PORT-AU-PRINCE, May 9, 2012 — Today the World Bank launched the Adolescent Girls Initiative (AGI) in Haiti. The Initiative is a global public-private partnership aimed at fostering economic independence among 12,000 young girls and young women in eight countries. Through the AGI in Haiti, 1,000 adolescent girls between the ages of 17 and 20 will receive non-traditional vocational training to be provided in a number of selected training centers.
The young girls will be trained in areas such as work ethics, self-confidence, and professional conduct. They will also receive a stipend to be paid via a mobile banking system to cover the cost of transport and other costs associated with participation in the training program. After the training they will be offered an internship which will be considered as the first phase of employment. The internship will take into account the needs of the partner employers involved in the initiative.
Sheyla Durandisse, Chief of Staff in the Ministry for Women’s Affairs and Women’s Rights, said: “the Haiti Adolescent Girls Initiative contains community, educational, and professional components to address the challenges young girls are facing in Haiti and thus to improve their social and economic conditions.”
The training will be carried out in poor neighborhoods in Port-au-Prince. 500 young girls will be trained in 2012 and 500 in 2013.
In Haiti, where people under the age of 30 account for roughly 70 percent of the population, adolescent girls and young women from poor homes have greater difficulties to find a first employment than boys with the same educational level.

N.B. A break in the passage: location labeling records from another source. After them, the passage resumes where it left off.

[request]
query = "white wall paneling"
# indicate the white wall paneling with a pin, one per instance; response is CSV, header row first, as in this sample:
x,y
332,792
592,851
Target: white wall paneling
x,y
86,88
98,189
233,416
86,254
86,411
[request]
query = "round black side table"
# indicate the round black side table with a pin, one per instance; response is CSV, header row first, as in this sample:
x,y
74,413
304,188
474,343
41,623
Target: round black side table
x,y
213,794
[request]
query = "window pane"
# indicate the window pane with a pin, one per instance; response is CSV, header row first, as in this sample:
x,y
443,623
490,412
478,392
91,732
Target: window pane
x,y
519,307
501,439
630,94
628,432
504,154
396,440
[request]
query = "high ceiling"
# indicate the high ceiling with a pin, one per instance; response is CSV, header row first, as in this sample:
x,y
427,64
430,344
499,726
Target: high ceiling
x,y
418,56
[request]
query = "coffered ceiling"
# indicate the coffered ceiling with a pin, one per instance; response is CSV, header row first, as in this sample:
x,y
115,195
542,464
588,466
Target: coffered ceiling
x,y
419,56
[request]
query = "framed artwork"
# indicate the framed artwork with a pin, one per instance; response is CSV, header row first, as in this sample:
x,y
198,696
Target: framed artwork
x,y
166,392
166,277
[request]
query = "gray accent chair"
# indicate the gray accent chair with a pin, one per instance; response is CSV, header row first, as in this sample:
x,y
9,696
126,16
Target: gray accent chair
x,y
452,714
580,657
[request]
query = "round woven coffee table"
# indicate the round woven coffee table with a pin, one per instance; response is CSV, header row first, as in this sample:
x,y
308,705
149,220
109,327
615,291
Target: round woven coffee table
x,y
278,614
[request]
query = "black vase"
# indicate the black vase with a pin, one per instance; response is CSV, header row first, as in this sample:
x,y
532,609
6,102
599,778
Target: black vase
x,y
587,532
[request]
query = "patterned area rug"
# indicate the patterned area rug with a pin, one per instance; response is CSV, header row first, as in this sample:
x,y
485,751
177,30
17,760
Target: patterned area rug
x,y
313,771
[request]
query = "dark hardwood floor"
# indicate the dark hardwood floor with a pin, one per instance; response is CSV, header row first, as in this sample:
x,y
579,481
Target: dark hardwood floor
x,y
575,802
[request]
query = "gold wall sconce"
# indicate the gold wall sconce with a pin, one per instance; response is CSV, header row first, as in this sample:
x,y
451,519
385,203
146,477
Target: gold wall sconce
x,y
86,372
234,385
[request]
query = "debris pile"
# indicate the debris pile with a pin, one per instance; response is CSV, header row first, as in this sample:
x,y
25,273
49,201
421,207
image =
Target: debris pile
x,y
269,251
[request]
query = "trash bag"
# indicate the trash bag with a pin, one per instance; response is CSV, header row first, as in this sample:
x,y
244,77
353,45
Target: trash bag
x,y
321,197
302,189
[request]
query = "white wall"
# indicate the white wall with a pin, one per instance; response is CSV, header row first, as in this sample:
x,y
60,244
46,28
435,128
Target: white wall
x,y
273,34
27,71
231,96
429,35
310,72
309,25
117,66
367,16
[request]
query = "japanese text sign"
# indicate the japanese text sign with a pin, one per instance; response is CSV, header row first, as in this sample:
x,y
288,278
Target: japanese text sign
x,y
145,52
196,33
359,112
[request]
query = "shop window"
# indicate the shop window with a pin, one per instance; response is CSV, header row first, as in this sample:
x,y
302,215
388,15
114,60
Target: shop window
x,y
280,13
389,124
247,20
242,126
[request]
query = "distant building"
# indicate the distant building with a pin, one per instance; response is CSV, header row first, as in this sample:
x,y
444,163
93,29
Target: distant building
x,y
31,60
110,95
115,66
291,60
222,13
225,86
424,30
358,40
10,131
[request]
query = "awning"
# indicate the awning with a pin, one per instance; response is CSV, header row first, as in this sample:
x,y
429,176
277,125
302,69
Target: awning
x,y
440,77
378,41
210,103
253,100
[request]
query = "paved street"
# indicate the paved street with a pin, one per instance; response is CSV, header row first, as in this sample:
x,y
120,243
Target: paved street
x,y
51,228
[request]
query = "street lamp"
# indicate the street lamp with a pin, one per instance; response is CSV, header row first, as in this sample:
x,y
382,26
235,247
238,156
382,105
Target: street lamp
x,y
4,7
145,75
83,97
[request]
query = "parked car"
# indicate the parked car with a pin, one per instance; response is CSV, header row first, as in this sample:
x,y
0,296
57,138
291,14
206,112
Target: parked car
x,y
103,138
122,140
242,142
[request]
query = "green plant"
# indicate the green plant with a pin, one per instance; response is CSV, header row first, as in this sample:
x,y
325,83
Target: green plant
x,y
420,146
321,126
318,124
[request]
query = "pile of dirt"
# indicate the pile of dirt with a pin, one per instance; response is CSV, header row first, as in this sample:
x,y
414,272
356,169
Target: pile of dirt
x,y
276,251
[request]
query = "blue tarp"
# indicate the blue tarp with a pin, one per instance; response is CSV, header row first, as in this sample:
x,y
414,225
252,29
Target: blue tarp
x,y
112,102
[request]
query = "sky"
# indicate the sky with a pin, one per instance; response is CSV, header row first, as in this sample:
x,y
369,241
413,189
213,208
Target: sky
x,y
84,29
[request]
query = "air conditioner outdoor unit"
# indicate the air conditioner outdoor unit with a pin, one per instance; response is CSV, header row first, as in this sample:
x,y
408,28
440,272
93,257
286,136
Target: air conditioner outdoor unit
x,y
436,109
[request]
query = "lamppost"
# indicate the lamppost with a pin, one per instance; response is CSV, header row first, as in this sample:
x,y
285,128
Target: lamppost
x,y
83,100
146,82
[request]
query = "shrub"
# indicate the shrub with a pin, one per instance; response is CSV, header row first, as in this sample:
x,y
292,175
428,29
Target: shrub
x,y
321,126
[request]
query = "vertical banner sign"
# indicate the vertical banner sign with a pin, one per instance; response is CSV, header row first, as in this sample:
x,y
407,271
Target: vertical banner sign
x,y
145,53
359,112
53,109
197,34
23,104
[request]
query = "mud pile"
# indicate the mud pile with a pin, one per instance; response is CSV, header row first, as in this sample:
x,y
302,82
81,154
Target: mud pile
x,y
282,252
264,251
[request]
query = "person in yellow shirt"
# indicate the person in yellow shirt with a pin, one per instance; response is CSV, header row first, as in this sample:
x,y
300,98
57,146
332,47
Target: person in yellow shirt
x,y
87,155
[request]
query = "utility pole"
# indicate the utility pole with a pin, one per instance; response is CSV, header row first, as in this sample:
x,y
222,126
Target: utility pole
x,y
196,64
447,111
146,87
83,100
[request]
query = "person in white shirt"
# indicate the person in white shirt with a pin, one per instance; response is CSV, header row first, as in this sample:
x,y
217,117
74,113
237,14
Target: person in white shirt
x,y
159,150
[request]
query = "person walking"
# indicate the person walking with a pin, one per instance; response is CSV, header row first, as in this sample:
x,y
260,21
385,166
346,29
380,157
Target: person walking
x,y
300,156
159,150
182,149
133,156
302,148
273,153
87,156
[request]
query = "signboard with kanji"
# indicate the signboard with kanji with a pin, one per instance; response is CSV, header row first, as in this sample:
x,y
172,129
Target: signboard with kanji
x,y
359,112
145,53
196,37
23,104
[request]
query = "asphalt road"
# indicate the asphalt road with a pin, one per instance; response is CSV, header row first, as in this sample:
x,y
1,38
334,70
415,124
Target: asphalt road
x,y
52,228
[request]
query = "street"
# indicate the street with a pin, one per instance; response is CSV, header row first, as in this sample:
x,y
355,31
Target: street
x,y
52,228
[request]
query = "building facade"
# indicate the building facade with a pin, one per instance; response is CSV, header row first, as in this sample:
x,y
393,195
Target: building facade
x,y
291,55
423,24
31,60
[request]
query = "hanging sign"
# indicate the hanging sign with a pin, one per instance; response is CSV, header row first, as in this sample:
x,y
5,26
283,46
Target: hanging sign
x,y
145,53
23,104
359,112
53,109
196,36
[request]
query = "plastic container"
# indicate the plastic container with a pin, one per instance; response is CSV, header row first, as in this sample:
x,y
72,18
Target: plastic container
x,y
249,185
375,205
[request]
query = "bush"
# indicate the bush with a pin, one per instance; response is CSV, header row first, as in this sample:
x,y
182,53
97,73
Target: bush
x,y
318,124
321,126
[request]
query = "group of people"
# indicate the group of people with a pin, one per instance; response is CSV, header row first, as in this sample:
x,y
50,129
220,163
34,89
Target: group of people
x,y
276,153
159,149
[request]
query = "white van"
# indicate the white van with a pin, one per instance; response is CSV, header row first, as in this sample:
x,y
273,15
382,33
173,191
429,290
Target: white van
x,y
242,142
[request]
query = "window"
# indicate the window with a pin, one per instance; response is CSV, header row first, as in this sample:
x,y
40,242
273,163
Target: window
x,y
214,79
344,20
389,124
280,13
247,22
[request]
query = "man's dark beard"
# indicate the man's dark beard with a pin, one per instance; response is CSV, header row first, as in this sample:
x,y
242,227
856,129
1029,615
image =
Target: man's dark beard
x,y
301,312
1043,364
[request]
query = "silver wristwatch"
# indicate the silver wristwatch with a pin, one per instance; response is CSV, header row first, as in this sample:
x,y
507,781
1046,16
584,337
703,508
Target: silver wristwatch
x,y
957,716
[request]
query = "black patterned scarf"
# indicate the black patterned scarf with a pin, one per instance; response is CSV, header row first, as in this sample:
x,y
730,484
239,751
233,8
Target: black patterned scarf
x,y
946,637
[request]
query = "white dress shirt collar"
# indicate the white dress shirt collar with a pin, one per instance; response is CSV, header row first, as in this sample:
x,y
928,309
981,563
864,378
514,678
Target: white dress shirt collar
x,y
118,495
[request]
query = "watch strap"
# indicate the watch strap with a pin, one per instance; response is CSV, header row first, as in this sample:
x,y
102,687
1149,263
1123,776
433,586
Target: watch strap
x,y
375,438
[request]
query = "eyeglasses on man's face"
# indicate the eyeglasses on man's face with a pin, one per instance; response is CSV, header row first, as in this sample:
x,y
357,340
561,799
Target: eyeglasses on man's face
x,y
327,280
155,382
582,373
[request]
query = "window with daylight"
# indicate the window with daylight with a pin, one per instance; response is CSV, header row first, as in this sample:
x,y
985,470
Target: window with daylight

This is the case in many developing countries. The latest World Development Report indicates that investing in adolescent girls can break the poverty cycle from one generation to the next. In Argentina, for example, income increased significantly and employment rates rose by 9 to 12 percentage points for young girls participating in the Progama Joven. In Peru, the income of young girls participating in the Projoven project rose by 92 percent after 18 months of training.
“Vocational training is a key factor for the development of human capital in Haiti. It is crucial to the employment challenges and the country’s growth over the next five years and beyond,” said Alexandre V. Abrantes, the World Bank’s Special Envoy to Haiti.
The Adolescent Girls Initiative
The AGI was launched in Liberia in 2008 as part of the World Bank Group’s Gender Action Plan—Gender Equality as Smart Economics— which is aimed at helping adolescent girls make the transition to productive employment.
The US$22 million initiative is already under way in Afghanistan, Jordan, Liberia, Nepal, the Lao People’s Democratic Republic, Rwanda, and South Sudan. The Bank is working with partners including the Nike Foundation and the governments of the following countries: Afghanistan, Australia, Denmark, Jordan, Liberia, Nepal, Norway, the Lao People’s Democratic Republic, the United Kingdom, Rwanda, South Sudan, and Sweden. The World Bank is also establishing partnerships with other interested public and private sector organizations.
World Bank Assistance to Haiti
The World Bank Group committed US$479 million over the first 24 months to Haiti’s reconstruction. This support was provided through new funding, disbursements, private sector support, and debt relief.
IDA Donors have allocated US$530 million to Haiti from IDA 16’s Crisis Window for reconstruction. The Interim Strategy Note programmed half of these resources for 2012. With about 10% of pledged aid flows, IDA is one of Haiti’s 5 largest donors.